Anomaly Detection on IBM Z Mainframes: Performance Analysis and More
Abstract
Anomalous events can signal a variety of problems in any system. As such, robust, fast detection of anomalies is important so issues can be fixed before they cascade to create larger problems. In this paper we focus on IBM Z mainframes, although most of the problems addressed and techniques used are broadly applicable. For example, anomalies can signal issues such as disk malfunctions, slow or unresponsive modules, crashes and latent bugs, lock contention, excessive retries, the need to allocate more resources to reduce contention, etc. Although there are specific techniques for addressing individual issues, anomaly detection is useful in its broad spectrum utility, and its ability to identify combinations of problems for which there may not be a specific approach implemented. In addition, anomaly detection serves as a backstop: truly anomalous events suggest that normal mechanisms did not work.Our input for detecting anomalies is low-level, summarized information available in time series to the zOS operating system. Although such information lacks some high-level context, it does provide an operating system awareness that benefits from universal applicability to any zOS system and any code running on such a system. The data is also quite rich with 100 - 100,000 metrics per sample depending on how "metric"is defined. As might be expected the data contains metrics such as CPU utilization, execution priorities, internal locking behavior, bytes read and written by an executing process, etc.
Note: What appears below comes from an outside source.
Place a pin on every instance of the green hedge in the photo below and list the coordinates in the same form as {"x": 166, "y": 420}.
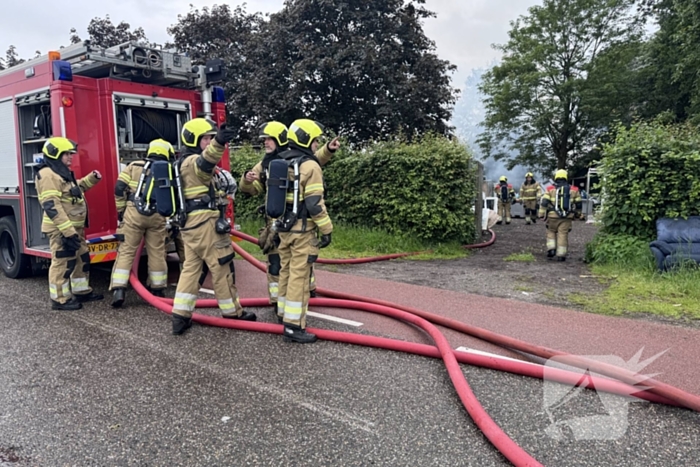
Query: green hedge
{"x": 650, "y": 170}
{"x": 425, "y": 189}
{"x": 242, "y": 160}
It also contains higher-level information such as the executing process names or transactional identifiers from online transactional processing facilities. Names are useful not only in detecting anomalies, but in conveying context to users trying to isolate and fix problems.Our techniques build on KL divergence [21] and learn continuously without supervision and with low overhead. Continuous learning is important. The first instance of an aberrant behavior is an anomaly. The 10th instance probably is not. This point also illustrates the utility of anomaly detection in pinpointing root cause: early detection is essential and broad-spectrum anomaly detection provides excellent capability to do just that.This paper outlines these techniques and demonstrates their efficacy in detecting and resolving key problems.